The University of Notre Dame is taking its first foray into online courses by offering a class on early Christianity taught by a professor who claims that early Christians invented martyrdom stories in order to fund Churches.
Candida Moss, Notre Dame professor of New Testament and early Christianity, will teach a for-credit course called “The Rise of Christianity,” according to the University.
Another online course “Shakespeare and Film” will be taught by English professor Peter Holland. In April, Holland joined a letter publicly calling on Bishop Daniel Jenky, CSC, to resign from the University’s Board of Fellows, after the bishop accused President Obama of adopting anti-religious stances, like past leaders including Hitler and Stalin. The signatories also called on University President Fr. John Jenkins, CSC, to “definitively distance” the University from Bishop Jenky.
In a video promoting her book, Moss, the author of The Myth of Persecution: How Early Christians Invented a Story of Martyrdom, discounts stories of early Christian martyrdom. “The idea that Christians are, by their very nature, persecuted, is grounded in an inaccurate history of the early Church,” she said. “Christians were not relentlessly persecuted in the first few centuries, and they're not systematically and continually persecuted today.”
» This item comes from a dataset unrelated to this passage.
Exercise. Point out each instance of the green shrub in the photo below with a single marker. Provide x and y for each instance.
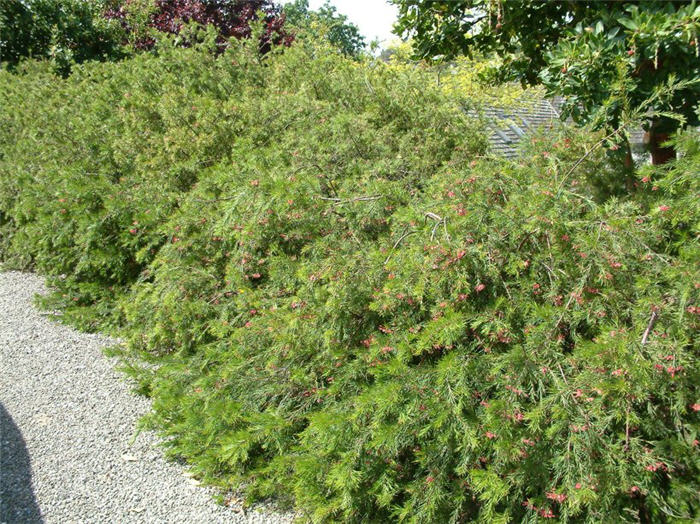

Far from veering away from Moss’ controversial statements, in describing the course on OnlineND, Moss said the course would discuss martyrdom in early Christianity. “It’s a course on the Rise of Christianity in the Roman world. It’s asking the questions why did Christianity succeed? And how did the beliefs and practices of what we call orthodoxy triumph over the other forms of Christianity in the ancient world?” she said. “It’s a blend of history, theology, psychology, and sociology and it looks at everything from ancient Christian magic, to liturgy, martyrdom, ideas about the afterlife, and ancient philosophy.”
The courses are part of Notre Dame’s participation in a new consortium of universities offering online undergraduate courses for credit, called Semester Online. The other universities involved in the consortium include Boston College, Northwestern, and North Carolina-Chapel Hill, among others.